With the "Extreme" ABS, Apple unfurled a system it calls Wireless Distribution System (WDS), commonly known as bridging and relaying. WDS allows base stations to relay information not only to adjacent computers but to other base stations as well. Thus, you could set up one main base station that feeds many other base stations wirelessly. Below is a hypothetical 4 base station network.

Airport Base Station Bridge

Once set up, your ABS' will talk to each other and route traffic from station to station. This feature is especially relevant for those of us who live in old homes or rent and don't want to poke holes in the walls unless we absolutely have to. However, there is no free lunch.

Keep in mind that the maximum speed you'll encounter is always limited by the worst bottleneck in the system. For instance, the speed of the connections between base stations is inversely proportional to the distance between them. Thus, even "Extreme" ABS' will only talk at 1MBit/s with each other if they're far apart (i.e. 54x lower than their maximum theoretical speed). Under such circumstances, multiple remote base stations could saturate the link between the main base station and the relay, causing massive slow-downs.

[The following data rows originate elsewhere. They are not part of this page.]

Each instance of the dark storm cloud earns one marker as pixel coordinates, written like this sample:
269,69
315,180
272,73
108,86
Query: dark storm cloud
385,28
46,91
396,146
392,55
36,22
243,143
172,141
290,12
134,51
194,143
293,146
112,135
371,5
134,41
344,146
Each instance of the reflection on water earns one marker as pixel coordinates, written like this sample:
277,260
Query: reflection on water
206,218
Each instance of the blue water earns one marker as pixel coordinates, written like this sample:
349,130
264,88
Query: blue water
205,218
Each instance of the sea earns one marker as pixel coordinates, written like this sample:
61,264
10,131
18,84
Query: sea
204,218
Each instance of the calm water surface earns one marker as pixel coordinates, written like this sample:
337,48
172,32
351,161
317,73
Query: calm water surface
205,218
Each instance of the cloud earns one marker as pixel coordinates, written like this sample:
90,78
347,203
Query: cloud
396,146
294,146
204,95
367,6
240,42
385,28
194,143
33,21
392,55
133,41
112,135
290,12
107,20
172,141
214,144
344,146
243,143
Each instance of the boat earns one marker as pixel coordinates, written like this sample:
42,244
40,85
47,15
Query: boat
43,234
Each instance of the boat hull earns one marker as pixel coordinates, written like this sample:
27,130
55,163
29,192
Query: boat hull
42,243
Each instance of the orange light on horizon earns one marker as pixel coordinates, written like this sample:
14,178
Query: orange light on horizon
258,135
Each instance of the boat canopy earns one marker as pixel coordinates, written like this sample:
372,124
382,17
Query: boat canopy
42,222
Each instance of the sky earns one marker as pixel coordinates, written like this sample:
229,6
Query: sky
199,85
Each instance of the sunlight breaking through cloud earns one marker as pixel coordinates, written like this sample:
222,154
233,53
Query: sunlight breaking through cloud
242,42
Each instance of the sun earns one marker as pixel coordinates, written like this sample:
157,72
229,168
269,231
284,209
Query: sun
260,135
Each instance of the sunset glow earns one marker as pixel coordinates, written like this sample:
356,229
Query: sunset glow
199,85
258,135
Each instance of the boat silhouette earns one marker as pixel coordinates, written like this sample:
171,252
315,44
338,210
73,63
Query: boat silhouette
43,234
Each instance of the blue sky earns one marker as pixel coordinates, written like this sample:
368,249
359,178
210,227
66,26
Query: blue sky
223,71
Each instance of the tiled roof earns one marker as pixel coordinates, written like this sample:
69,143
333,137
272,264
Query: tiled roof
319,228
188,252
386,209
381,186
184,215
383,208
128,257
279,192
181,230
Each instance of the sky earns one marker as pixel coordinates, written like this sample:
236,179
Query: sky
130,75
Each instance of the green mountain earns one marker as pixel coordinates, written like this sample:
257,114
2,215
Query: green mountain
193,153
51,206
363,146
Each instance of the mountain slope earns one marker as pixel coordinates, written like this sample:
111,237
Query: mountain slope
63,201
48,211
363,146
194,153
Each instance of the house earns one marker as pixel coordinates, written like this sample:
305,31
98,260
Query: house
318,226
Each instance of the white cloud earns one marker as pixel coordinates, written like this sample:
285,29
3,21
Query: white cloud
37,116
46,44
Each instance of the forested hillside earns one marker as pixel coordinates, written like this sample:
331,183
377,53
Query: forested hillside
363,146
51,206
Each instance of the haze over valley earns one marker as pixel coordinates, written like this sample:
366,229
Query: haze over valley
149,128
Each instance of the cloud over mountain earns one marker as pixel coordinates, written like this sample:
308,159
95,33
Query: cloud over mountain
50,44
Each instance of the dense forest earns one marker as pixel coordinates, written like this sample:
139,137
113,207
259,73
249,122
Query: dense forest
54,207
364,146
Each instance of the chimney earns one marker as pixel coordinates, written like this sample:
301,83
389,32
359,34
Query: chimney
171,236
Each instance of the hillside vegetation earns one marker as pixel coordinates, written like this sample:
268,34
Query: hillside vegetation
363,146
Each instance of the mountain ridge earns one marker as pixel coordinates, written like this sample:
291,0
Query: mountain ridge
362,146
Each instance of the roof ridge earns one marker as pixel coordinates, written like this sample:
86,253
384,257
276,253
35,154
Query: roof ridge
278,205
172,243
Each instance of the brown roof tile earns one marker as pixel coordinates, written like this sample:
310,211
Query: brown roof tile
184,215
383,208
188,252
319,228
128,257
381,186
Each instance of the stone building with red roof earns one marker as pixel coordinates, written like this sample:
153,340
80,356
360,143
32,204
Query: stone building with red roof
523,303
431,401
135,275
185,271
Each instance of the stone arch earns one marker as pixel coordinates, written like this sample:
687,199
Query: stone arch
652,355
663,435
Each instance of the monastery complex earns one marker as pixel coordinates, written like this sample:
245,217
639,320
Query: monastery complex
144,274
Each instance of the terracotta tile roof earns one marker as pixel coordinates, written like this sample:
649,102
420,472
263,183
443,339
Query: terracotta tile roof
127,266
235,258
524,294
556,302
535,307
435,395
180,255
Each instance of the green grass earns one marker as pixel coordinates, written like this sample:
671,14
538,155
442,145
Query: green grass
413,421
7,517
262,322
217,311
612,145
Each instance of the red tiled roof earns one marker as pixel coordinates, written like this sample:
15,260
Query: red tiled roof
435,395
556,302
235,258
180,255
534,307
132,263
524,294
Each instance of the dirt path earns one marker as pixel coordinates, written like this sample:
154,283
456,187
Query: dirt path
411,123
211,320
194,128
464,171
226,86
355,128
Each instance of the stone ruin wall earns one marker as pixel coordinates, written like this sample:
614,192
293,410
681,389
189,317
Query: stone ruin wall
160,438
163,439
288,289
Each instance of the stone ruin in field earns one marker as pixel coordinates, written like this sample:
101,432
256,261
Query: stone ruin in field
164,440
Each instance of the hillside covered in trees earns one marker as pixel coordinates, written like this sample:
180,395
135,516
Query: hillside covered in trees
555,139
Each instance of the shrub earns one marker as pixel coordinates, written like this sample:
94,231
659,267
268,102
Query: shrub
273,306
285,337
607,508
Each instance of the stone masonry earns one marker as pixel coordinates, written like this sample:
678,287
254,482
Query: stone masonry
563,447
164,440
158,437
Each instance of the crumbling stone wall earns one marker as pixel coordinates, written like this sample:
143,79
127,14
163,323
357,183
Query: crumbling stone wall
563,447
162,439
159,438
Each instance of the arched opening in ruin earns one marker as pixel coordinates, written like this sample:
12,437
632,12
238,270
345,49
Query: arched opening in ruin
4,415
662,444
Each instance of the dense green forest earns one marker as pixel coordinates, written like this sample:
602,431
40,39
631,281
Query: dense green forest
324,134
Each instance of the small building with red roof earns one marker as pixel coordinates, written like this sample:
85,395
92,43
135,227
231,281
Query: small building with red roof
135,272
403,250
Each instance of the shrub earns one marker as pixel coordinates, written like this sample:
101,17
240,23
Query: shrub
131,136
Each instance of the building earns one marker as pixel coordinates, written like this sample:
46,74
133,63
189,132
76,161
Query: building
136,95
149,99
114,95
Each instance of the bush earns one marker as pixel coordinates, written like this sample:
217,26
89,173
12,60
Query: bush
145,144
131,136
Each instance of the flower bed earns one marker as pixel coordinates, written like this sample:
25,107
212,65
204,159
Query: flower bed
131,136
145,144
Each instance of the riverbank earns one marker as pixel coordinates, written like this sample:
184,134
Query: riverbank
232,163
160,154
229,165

Thus, creating a massive "Daisy-Chain" is only really an option in light-use environments like homes with a limited number of users. However, such a chain is likely to be far less expensive than retrofitting proper CAT5 ethernet wiring and base stations throughout a structure. Judging from my reader-email, this feature may be just the most compelling reason to upgrade to a new "Extreme" Base Station.

Airport Base Station Admin Utility - Internet Tab

To enable WDS on a remote station, you need to look at the underside of the base station that forms the link to the internet. On it, you'll find the wireless MAC address, which is a series of hexadecimal digits. That information has to be entered into the first box.

Next, you can decide whether your ABS will allow other wireless connections or if it will just talk to other base stations. This is one way to prevent other folks from benefitting from a Point-to-Point connection between two base stations - they simply won't be allowed onto your network. However, most of us don't use our ABS' in Point-to-Point use and thus should leave this box enabled.

Lastly, you can decide if you want to let your DHCP server determine the IP address and Router of the remote station or if you want to configure it yourself. Usually, it is best to leave this enabled.